Kalsak iki dost bir vakit olduğumuz gibi

Yakınımda olurdun, ki o zamanlar çaban bir nebzeydi

وَمَا أَنْسَ مِنَ الْأَشْيَاءِ لَا أَنْسَ قَوْلَهَا

وَقَدْ قُرِّبَتْ نَضْوِي أَمِصْرَ تُرِيدُ

Şu sözleri mıhlandı zihnime, kimi sözleri unutsam da,

"Sahi Mısır’a mı yolculuk!” demesi, cılız deveme yanaşıpta

وَلَا قَوْلَهَا لَوْلَا الْعُيُونُ الَّتِي تَرَى

لَزُرْتُكَ فَاعْذُرْنِي فَدَتْكَ جُدُودُ

Bir de “Gammazlar olmasa gelir görürdüm seni

Ecdadım feda olsun yoluna, bağışla beni" deyişi

خَلِيلَيَّ مَا أَلْقَى مِنَ الْوَجْدِ بَاطِنٌ

وَدَمْعي بِمَا أُخْفِي الْغَدَاةَ شَهِيدُ

Dostlarım, sevdadan ne çektiğim gönlümde gizdir

Sakladıklarıma seher vakti gözyaşım şahittir

أَلَا قَدْ أَرَى وَاللَهِ أَنَّ رُبَّ عَبْرَةٍ

إِذَا الدَّارُ شَطَّتْ بَيْنَنَا سَتَزِيدُ

Yemin ederim biliyorum ki nicesi süzülecek sel olupta

Buseyne’nin yurdu küçüldükçe ufukta

إِذَا قُلْتُ مَا بِي يَا بُثَيْنَةُ قَاتِلِي

مِنَ الْحُبِّ قَالَتْ ثَابِتٌ وَيَزِيدُ

Desem ki: “Ey Buseyne bu aşk derdi canımı alıyor”

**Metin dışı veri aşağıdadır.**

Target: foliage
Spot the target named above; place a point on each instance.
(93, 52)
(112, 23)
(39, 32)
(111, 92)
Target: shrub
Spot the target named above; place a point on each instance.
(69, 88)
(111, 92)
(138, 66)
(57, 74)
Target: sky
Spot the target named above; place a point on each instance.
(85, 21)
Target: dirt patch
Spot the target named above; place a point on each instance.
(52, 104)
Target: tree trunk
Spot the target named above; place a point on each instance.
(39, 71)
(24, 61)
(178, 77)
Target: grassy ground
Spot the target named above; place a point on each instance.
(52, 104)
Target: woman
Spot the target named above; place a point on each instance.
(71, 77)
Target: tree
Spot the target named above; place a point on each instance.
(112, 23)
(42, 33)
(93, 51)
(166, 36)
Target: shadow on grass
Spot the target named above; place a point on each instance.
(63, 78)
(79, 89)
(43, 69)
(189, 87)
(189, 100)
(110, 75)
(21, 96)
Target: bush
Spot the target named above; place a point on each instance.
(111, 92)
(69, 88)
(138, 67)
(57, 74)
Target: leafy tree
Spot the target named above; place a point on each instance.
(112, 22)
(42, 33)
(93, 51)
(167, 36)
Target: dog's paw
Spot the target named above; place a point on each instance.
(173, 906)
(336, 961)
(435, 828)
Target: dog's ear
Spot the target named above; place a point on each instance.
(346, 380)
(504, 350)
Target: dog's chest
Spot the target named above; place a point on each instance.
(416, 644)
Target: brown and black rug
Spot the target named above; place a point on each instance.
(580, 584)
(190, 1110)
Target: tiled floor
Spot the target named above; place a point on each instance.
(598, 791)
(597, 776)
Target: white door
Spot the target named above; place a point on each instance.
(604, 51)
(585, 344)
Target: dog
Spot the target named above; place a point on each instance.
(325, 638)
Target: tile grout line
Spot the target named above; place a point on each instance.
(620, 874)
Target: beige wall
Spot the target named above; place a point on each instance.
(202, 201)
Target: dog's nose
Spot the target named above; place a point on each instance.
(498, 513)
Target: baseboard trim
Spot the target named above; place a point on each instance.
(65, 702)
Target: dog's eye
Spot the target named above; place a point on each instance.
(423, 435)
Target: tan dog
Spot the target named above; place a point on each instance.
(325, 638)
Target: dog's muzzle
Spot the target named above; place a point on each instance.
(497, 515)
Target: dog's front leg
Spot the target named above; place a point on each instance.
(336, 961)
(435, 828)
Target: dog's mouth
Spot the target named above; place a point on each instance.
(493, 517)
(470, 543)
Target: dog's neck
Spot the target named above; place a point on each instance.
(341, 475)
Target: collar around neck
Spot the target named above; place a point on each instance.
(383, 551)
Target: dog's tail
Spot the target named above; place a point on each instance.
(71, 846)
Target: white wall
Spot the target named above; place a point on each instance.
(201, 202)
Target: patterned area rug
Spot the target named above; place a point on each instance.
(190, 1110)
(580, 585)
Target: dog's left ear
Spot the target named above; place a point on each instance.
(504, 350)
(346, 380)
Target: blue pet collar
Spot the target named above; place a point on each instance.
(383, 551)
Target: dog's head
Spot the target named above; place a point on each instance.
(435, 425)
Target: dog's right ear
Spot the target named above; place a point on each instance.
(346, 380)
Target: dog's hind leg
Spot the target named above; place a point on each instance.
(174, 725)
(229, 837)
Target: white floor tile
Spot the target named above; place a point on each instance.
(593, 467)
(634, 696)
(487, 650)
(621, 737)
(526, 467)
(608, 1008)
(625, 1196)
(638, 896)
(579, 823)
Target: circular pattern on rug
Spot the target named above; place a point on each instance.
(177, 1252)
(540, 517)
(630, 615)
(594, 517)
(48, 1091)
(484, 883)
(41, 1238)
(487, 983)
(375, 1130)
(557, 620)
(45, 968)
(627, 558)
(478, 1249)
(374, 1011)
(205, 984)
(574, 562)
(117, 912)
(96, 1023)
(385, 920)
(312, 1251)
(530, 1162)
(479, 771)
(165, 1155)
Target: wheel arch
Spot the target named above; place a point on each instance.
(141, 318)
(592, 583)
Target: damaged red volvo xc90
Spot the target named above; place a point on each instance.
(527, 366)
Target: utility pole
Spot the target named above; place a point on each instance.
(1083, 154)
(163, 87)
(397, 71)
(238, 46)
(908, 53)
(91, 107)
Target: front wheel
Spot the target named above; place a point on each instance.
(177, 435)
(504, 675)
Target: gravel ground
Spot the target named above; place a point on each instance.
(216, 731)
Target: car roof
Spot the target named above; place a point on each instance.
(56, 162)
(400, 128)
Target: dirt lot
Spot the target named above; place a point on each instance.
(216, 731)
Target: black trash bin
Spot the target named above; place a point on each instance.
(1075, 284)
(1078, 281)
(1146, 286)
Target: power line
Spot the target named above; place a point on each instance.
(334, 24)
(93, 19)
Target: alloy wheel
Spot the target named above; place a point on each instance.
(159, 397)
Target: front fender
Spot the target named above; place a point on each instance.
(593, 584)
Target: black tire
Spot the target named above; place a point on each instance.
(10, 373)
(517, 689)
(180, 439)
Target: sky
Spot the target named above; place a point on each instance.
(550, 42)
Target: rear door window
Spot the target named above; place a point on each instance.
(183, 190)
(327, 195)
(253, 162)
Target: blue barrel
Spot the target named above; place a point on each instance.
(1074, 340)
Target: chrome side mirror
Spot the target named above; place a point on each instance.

Der ki: “Kalıcıdır bu hal sende, hatta artacaktır da”

وَإِنْ قُلْتُ رُدِّي بَعْضَ عَقْلِي أَعِشْ بِهِ

تَوَلَّتْ وَقَالَتْ ذَاكَ مِنْكَ بَعِيدُ

Desem: “Geri ver aklımın birazını da, yaşayayım onunla”

Der ki yüzünü çevirip: “Bu dediğin olasılık çok uzaklarda”

فَلَا أَنَا مَرْدُودٌ بِمَا جِئْتُ طِالِباً

وَلَا حُبُّهَا فِيمَا يَبِيدُ يَبِيدُ

Ne ben dönebilirim arzuladığım emelden

Ne de onun sevdası sona eren şeylerden

جَزَتْكِ الْجَوَازِي يَا بُثَيْنَ سَلَامَةً

إِذَا مَا خَلِيلٌ بَانَ وَهُوَ حَِميدُ

Yaptıklarının karşılığını buldun Ey Buseyne

Sadık bir dostun uzaklaşmasıyla senden epeyce

وَقُلْتُ لَهَا بَيْنِي وَبَيْنَكِ فَاعْلَمِي

مِنَ اللَهِ مِيثَاقٌ لَهُ وَعُهُودُ

Dedim ki ona: “Seninle benim aramda bil ki

Allah katında bir söz vardır, bir ahitleşme”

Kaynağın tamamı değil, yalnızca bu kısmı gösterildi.